Nerve Constructs Grown in Lab for Spinal Cord Repair

This newsrelease from eurekalert.org reports on a new technique for growing "jumper wire" neuron constructs, for repairing disruptions in nerves--hopefully CNS nerve networks in the spinal cord--and possibly brain. The research was done at UPenn School of Medicine.


"We have created a three-dimensional neural network, a mini nervous system in culture, which can be transplanted en masse," explains senior author Douglas H. Smith, MD, Professor, Department of Neurosurgery and Director of the Center for Brain Injury and Repair at Penn. Previously, Smith's group showed that they could grow axons by placing neurons from rat dorsal root ganglia (clusters of nerves just outside the spinal cord) on nutrient-filled plastic plates. Axons sprouted from the neurons on each plate and connected with neurons on the other plate. The plates were then slowly pulled apart over a series of days, aided by a precise computer-controlled motor system.

In this study, the neurons were elongated to 10mm over seven days – after which they were embedded in a collagen matrix (with growth factors), rolled into a form resembling a jelly roll, and then implanted into a rat model of spinal cord injury.

...."That creates what we call a nervous-tissue construct," says Smith. "We have designed a geometrical arrangement that looks similar to the longitudinal arrangement that the spinal cord had before it was damaged. The long bundles of axons span two populations of neurons, and these neuron constructs can grow axons in two directions – toward each other and into the host spinal cord at each side. That way they can integrate and connect the 'cables' to the host tissue in order to bridge a spinal cord lesion."

After the four-week study period, the researchers found that the geometry of the construct was maintained and that the neurons at both ends and all the axons spanning these neurons survived transplantation. More importantly, the axons at the ends of the construct adjacent to the host tissue did extend through the collagen barrier, penetrating into the host tissue. Future studies will measure neuronal electrical conductivity across the newly engineered bridge and restoration of motor activity.

Obviously there is a lot of work that has to be done before this procedure is ready for human trials.
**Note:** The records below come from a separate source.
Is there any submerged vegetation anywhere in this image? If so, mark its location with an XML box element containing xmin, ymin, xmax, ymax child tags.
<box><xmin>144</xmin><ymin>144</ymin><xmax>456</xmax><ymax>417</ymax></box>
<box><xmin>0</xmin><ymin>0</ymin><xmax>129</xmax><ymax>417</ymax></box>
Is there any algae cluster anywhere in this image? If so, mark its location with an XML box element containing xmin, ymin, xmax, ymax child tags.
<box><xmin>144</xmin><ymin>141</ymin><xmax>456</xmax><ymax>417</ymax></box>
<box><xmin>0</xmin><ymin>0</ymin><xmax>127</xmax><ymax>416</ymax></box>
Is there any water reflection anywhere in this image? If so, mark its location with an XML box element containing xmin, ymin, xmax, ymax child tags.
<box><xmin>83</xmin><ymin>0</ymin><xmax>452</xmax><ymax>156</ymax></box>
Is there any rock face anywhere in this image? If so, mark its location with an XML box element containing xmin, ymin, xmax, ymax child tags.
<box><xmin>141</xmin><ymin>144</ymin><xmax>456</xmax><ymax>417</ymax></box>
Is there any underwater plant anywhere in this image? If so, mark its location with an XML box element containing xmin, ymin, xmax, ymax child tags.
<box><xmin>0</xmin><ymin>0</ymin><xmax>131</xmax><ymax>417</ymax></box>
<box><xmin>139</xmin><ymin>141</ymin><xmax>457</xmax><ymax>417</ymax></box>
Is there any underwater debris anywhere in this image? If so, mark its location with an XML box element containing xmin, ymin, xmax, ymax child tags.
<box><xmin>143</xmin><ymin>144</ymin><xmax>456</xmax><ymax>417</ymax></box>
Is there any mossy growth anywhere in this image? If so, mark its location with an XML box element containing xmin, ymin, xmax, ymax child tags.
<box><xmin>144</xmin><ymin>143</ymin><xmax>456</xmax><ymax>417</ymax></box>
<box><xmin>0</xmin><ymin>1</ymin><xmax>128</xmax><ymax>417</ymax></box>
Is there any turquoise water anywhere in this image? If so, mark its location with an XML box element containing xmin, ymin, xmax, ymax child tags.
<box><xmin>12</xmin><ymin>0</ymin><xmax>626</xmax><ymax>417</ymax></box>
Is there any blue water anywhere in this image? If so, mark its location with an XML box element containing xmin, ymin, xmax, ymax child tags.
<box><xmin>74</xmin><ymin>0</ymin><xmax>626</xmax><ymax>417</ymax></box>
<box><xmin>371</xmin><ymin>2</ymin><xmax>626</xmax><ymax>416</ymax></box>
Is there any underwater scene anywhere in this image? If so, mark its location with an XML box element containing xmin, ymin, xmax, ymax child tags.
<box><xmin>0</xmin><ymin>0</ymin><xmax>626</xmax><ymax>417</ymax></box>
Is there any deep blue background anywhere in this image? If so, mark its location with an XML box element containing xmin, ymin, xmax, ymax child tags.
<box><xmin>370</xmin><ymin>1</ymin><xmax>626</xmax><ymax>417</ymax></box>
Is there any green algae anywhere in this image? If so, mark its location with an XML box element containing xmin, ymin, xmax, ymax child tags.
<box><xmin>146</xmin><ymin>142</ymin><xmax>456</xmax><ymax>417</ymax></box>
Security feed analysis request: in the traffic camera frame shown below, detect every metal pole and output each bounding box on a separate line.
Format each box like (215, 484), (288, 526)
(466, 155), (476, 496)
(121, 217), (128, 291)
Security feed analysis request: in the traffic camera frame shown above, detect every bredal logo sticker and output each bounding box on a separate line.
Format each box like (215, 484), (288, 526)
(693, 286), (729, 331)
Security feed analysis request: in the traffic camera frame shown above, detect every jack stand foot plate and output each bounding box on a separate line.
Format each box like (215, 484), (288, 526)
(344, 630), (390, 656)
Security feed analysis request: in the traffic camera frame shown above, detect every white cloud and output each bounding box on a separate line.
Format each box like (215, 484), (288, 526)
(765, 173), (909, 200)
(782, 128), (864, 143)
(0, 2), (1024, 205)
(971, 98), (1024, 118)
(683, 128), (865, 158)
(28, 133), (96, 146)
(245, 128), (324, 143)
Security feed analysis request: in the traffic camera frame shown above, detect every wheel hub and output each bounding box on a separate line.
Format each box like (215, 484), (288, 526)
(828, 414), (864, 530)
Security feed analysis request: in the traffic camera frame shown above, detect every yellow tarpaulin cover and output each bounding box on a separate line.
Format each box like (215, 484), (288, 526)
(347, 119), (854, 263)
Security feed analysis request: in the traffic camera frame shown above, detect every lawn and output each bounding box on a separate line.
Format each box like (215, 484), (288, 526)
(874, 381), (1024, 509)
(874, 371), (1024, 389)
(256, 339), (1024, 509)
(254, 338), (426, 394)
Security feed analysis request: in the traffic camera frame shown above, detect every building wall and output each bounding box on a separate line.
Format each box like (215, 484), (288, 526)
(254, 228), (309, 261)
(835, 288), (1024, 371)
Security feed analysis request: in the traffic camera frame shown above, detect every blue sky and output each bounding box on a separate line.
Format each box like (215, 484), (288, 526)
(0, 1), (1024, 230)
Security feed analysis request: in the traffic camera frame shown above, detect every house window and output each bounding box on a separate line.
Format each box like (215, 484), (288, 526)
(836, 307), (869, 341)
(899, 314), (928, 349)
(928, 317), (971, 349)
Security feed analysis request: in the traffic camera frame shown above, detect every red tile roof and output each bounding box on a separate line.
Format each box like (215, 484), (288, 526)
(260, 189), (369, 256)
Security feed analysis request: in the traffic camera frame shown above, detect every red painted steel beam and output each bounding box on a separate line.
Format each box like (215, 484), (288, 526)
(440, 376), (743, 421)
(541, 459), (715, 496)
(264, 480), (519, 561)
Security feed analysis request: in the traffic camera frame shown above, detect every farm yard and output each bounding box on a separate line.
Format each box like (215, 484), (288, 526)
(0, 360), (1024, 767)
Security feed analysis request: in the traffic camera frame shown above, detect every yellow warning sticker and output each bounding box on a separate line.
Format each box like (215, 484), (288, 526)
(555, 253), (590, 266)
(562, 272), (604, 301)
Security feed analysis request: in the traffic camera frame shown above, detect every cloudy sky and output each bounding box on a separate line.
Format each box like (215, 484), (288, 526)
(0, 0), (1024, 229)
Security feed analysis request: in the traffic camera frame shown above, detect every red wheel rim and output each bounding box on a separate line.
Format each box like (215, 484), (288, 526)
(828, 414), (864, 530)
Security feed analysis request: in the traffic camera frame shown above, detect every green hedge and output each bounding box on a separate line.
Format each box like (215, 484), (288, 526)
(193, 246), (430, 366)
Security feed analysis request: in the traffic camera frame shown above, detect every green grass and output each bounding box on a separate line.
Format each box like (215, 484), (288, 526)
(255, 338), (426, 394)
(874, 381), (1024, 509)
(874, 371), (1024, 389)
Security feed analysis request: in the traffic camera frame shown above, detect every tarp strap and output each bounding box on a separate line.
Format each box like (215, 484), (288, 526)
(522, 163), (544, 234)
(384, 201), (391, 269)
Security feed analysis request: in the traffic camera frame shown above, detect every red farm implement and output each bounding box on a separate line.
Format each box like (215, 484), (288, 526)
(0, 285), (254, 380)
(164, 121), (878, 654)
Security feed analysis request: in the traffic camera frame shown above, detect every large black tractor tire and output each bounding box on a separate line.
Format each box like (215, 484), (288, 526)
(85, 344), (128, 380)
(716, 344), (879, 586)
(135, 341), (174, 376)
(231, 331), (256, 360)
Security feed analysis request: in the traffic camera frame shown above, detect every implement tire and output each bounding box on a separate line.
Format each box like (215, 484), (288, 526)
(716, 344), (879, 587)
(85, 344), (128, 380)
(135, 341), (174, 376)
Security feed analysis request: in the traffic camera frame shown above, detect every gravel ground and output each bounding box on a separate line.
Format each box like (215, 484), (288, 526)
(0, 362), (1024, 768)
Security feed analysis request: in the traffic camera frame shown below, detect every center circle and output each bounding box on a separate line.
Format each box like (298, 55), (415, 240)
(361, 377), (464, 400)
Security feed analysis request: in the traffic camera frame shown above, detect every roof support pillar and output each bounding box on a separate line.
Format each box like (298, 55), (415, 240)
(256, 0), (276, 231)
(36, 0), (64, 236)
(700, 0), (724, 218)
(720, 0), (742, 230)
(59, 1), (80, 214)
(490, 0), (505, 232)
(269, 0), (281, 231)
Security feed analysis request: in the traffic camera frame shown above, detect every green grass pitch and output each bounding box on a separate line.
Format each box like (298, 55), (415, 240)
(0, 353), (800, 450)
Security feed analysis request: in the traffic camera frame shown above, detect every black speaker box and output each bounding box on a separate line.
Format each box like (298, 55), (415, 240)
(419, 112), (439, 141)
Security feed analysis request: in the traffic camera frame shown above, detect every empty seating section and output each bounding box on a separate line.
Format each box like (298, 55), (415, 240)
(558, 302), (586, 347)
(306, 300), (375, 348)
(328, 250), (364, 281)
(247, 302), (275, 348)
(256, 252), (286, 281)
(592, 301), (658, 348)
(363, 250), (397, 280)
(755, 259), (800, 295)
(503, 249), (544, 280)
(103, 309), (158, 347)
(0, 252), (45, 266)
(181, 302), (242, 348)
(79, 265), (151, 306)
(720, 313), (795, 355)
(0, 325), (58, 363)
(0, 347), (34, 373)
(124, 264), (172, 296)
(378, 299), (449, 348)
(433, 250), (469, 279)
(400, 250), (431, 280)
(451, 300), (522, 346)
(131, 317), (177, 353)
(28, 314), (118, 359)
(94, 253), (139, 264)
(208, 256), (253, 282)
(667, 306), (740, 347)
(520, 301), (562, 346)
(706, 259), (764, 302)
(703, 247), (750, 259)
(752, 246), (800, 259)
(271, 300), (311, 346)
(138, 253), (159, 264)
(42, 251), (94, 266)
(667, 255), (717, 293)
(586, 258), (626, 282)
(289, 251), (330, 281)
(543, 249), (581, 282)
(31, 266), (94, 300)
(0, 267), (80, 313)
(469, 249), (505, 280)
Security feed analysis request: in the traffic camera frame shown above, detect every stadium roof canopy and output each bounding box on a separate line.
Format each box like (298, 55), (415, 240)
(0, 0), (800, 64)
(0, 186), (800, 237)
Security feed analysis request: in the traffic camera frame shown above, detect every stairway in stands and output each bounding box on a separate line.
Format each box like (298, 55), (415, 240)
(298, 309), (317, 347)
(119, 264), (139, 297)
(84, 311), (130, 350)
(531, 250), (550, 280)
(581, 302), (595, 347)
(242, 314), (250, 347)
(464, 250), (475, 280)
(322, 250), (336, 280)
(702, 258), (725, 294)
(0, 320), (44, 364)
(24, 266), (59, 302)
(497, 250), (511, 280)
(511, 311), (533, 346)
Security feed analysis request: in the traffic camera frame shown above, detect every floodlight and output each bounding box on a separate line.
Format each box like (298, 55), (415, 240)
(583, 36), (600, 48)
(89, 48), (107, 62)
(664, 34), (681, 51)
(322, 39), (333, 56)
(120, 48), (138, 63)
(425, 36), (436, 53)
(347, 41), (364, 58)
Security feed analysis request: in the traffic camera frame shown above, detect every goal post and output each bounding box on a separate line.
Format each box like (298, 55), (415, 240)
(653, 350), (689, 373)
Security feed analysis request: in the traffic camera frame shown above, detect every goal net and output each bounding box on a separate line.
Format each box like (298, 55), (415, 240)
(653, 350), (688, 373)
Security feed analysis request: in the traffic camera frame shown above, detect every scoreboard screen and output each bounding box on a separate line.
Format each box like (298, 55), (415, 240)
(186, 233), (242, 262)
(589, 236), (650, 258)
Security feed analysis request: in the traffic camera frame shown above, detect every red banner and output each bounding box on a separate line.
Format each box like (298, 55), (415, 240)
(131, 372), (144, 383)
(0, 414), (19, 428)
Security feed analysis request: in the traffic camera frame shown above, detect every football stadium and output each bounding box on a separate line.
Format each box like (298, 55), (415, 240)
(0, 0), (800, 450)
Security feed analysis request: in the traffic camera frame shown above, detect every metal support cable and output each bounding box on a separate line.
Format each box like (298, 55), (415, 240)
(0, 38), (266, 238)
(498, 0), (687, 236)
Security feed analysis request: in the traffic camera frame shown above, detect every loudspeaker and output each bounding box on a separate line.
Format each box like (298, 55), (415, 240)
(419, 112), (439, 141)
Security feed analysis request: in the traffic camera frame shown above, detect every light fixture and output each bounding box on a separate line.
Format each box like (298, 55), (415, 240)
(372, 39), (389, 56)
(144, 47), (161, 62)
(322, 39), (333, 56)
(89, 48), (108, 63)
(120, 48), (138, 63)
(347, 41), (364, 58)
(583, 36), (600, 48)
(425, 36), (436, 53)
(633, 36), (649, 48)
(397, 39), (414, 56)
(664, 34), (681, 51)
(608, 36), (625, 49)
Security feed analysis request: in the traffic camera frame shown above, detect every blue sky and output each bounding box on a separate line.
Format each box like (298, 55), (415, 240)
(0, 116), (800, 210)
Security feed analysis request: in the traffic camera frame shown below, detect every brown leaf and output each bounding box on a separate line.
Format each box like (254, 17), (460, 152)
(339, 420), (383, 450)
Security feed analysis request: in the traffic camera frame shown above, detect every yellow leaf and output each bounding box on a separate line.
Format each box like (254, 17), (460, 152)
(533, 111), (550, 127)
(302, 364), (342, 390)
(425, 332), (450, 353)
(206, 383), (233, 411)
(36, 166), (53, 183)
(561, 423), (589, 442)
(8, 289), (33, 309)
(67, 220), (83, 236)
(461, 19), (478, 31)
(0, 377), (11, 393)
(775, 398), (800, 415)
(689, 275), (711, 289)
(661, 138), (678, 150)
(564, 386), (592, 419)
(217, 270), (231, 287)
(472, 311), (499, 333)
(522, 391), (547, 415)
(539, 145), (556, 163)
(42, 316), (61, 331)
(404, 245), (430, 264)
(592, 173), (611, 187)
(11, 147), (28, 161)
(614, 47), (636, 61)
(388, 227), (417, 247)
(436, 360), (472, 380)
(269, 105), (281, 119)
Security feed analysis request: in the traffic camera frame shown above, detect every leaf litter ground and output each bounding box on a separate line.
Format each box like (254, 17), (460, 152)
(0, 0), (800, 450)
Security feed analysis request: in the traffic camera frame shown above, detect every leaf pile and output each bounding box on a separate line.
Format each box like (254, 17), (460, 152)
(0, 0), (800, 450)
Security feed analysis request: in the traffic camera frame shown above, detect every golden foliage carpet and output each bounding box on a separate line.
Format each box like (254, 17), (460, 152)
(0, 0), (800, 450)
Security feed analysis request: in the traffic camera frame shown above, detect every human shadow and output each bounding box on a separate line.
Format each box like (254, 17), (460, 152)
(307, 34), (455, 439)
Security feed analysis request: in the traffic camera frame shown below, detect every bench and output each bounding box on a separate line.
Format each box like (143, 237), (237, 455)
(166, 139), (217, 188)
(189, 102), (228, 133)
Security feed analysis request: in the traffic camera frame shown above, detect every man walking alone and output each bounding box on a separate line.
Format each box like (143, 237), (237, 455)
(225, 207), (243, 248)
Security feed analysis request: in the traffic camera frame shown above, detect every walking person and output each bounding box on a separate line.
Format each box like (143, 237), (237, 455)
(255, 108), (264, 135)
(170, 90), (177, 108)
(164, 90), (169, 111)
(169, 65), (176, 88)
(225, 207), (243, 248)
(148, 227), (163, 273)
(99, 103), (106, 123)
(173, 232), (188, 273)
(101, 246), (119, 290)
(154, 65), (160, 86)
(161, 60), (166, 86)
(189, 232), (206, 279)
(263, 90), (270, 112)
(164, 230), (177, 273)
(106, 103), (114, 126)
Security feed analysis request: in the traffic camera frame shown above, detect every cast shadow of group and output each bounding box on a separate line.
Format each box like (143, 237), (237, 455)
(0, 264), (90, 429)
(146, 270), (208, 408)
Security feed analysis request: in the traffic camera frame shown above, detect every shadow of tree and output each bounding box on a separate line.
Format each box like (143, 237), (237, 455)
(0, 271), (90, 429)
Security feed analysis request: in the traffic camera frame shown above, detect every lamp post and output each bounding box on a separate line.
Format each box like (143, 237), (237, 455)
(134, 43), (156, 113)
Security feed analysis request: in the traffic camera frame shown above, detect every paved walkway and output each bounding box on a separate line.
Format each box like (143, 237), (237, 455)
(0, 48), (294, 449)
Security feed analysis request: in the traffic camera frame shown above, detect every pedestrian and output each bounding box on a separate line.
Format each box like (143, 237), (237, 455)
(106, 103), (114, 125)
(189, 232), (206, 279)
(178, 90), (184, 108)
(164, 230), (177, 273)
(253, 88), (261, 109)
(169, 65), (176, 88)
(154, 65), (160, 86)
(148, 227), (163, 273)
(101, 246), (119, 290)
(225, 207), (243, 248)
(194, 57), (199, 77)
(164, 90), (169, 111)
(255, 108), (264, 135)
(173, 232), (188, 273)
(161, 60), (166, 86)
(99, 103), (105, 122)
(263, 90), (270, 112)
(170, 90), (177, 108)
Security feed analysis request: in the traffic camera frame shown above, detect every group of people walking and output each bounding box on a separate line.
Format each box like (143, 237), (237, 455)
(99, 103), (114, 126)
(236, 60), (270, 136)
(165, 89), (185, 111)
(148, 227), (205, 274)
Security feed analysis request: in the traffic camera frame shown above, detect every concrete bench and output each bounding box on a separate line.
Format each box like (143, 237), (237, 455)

To get these dorsal root ganglia neurons to grow inside the spinal cord, to reconnect severed nerve pathways, will likely require a lot more knowledge of growth factors, stem cell integration in nerve constructs, cell adhesion factors, etc. Still, the foundational work has to be done before the upper structures can be erected.

A lot of people with spinal cord damage will feel they cannot wait for this line of research to pan out, and some will go to clinics that will inject embryonic stem cells into their spinal cords--in Russia and elsewhere. That procedure will amount to human experimentation at the patient's considerable expense, but people will grasp for hope wherever it can be found. Perhaps they will get lucky and succeed in "jumping the queue". I hope so. Until we know if there are any shortcuts, the slogging in the trenches with animal models must go on, with each advance documented and verified.